Benchmark gold futures on New York’s Comex scaled $1,798.25 before settling the session at $1,793.10, up $14.70 or 0.8%. It was the highest Comex gold has gotten to since a $1,805 peak on Feb. 25.
The spot price of gold rose to as high as $1,797.24. Moves in spot gold are integral to fund managers, who sometimes rely more on it than futures for direction.
Gold wallowed at the start of the year in a selloff that took it to a 11-month low of $1,673.30 on Comex by early March.
But it seems to have caught an uptrend now, reinforced by renewed concerns over inflation and geopolitical risks. Both those elements had virtually deserted gold after its futures hit record highs of $2,089 per ounce in early August, and they remained absent until early this month as optimism about reopenings from Covid-19 lockdowns took hold instead.
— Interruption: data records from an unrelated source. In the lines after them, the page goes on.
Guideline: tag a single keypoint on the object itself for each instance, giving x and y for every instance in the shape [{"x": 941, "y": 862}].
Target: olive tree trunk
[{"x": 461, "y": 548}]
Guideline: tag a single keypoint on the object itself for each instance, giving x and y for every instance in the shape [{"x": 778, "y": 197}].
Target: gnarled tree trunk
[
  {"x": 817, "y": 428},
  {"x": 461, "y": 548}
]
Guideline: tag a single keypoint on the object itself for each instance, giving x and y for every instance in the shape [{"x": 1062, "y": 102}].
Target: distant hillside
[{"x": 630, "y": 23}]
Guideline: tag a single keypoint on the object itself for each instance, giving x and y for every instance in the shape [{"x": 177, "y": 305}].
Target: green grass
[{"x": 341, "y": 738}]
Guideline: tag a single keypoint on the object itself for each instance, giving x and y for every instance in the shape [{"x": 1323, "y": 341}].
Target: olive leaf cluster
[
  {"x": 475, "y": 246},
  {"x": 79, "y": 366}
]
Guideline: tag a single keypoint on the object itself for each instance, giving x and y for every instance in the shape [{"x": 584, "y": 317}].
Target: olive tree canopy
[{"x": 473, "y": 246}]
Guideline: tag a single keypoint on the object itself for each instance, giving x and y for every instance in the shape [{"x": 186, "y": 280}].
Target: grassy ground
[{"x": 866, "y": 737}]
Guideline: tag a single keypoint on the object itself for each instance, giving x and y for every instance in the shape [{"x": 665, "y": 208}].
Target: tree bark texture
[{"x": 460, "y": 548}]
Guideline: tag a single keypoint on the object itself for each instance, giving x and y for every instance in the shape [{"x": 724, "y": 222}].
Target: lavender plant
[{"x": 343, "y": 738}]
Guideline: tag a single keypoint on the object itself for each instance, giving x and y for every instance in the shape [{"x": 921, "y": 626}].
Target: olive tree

“Gold’s next barrier is the $1,800 level; once prices capture that level, momentum traders could ride this wave towards the $1850 level,” said Ed Moya, head of U.S. research at online broker OANDA.
Wednesday’s run-up came despite a a steady dollar and fairly resilient U.S. bond yields, which would typically be bearish for gold.
U.S. bond yields, measured by the 10-year Treasury note, hit a session high of 1.59%, versus Tuesday’s close of 1.56%. The 10-year note was at a 14-month high of 1.77% on March 30.
The Dollar Index, which pits the greenback against the euro and five other major currencies, was at 91.13, down 0.1% on the day.
Gold has returned to an upward trajectory as safe-haven flows return to the precious metal on concerns about new Covid flare-ups in major economies India and Japan and growing risks to the U.S. outlook, while Treasury yields appear anchored.
“Gold’s outlook is becoming very bullish as too many risks are percolating globally,” observed Moya. “The virus spread across Asia is weighing on sentiment.”
“Market positioning across equities and fixed income could lead to massive inflows for bullion. Even in the U.S., calls for caution are growing for U.S. equities as some analysts are eyeing a potential 10% pullback.”